Speed problems with multi-gpu on GTX295

Dear All,

I’m writing a CFD simulation program for GPUs. The program schedules the simulations, and can run paralelly 2 different simulations on the GTX295 I have. The problem is, that it’s not as fast as it should (at least I think).

Computer:
CPU: Intel Extreme 975
Motherboard: Asus P6T SE
Memory: 12 GB DDR3 (now on 1066MHz).
GPU: GTX295 (Asus)
OS: Windows Vista x64 Business
NVIDIA Control Panel Settings: PhysX OFF, Multi-GPU Support: ON

If I run only one simulation with a specific settings, then it finishes in 21m:40s, if I run 2 of them, they finish in 33m:22s and 29m:20s, so the total performance is only 33% bigger. The program does not send more than 200 MB during the total run-time between the GPU and the CPU, so the PCI Express cannot cause the difference.
I also tested the n-body from the SDK. If run only on one GPU, it measures 304 GFlops, if run on 2 (I have forced to run on two different devices), then 303 and 120.

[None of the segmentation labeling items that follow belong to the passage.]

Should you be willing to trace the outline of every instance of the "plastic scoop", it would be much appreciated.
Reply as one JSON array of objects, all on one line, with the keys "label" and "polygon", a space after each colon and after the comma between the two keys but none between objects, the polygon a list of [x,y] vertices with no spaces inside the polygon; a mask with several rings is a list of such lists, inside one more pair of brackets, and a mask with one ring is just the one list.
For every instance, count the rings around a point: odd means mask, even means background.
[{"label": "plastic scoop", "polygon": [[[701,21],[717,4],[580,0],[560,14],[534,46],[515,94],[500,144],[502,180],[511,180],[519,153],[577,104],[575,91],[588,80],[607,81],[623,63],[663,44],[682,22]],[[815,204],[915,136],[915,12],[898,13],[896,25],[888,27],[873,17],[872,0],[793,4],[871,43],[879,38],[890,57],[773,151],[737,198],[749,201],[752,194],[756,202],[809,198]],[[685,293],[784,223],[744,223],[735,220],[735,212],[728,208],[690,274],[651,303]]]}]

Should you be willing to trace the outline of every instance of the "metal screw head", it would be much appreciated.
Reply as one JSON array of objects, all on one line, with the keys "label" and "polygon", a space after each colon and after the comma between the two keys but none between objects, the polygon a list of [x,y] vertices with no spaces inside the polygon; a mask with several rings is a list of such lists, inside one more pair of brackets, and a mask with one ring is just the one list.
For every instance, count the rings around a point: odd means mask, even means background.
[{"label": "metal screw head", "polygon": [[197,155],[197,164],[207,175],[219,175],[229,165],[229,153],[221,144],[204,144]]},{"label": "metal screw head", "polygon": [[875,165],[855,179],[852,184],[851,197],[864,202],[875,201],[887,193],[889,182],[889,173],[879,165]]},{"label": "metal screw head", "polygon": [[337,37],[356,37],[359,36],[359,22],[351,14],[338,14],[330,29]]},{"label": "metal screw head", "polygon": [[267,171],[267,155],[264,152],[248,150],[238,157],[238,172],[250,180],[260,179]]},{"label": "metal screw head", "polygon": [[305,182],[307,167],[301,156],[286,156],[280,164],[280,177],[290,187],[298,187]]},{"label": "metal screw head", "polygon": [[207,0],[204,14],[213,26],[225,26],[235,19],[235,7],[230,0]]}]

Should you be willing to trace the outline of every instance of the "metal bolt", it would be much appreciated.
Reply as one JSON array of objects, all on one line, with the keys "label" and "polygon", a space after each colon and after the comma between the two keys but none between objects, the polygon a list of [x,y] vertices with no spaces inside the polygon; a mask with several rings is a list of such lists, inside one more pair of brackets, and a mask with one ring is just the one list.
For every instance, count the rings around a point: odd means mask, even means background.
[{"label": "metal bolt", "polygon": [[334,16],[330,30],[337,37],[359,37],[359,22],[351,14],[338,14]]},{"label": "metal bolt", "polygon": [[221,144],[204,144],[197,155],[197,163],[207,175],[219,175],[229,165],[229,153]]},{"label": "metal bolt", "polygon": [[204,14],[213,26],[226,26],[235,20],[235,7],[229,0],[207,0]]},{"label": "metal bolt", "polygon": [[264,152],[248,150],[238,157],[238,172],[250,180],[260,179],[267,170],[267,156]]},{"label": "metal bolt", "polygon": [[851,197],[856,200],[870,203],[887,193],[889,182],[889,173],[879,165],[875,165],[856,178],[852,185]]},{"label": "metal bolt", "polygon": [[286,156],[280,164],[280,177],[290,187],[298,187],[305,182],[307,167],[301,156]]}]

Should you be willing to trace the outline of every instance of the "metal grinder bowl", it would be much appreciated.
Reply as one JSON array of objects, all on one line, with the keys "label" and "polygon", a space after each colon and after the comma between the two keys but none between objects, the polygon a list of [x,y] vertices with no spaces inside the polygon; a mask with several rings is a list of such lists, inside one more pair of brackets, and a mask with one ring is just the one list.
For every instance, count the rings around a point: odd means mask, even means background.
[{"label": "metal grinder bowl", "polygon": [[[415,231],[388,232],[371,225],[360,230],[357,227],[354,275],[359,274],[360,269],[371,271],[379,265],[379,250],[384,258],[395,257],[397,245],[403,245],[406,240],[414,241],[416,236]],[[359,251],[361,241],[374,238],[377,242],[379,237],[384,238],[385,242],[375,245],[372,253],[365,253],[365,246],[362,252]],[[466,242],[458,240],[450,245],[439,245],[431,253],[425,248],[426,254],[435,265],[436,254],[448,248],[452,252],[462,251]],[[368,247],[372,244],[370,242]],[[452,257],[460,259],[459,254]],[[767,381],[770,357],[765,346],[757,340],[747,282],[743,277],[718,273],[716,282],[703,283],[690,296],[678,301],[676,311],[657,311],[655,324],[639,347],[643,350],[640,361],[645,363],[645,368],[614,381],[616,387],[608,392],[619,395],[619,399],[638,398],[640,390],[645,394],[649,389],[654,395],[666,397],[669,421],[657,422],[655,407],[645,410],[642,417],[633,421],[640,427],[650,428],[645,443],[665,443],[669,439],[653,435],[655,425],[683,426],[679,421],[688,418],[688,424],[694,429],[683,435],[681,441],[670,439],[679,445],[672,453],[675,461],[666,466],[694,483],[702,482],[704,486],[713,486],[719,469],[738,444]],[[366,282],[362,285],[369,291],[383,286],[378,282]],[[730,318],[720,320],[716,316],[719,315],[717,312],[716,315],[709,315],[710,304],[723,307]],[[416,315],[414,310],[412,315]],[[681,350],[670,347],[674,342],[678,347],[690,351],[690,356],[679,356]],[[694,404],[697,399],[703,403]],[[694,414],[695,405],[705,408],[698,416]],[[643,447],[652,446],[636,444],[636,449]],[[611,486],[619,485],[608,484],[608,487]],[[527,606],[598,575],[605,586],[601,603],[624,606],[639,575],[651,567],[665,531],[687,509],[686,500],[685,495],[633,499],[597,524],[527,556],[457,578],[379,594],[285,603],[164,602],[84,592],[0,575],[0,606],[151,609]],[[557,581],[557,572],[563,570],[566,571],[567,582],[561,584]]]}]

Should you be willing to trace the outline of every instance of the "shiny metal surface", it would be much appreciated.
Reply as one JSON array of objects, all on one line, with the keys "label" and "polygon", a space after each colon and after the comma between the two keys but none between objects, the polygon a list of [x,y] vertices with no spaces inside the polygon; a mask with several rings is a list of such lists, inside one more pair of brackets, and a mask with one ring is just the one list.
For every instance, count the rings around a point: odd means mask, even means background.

Is it normal? Does anybody know what causes it?

       Thanks in advance!

                                                                                  Yours sincerely:
                                                                                         Laszlo Daroczy

I don’t have any experience with MultiGPU, but, it seems out of these possibilities,

  1. shared resource bottleneck
  2. limited ||ism - no, Monte Carlo is embarassingly ||
  3. Inefficient algorithm (not likely because Mark Harris & friends @NVIDIA have done very good, albeit sometimes arcane optimizations).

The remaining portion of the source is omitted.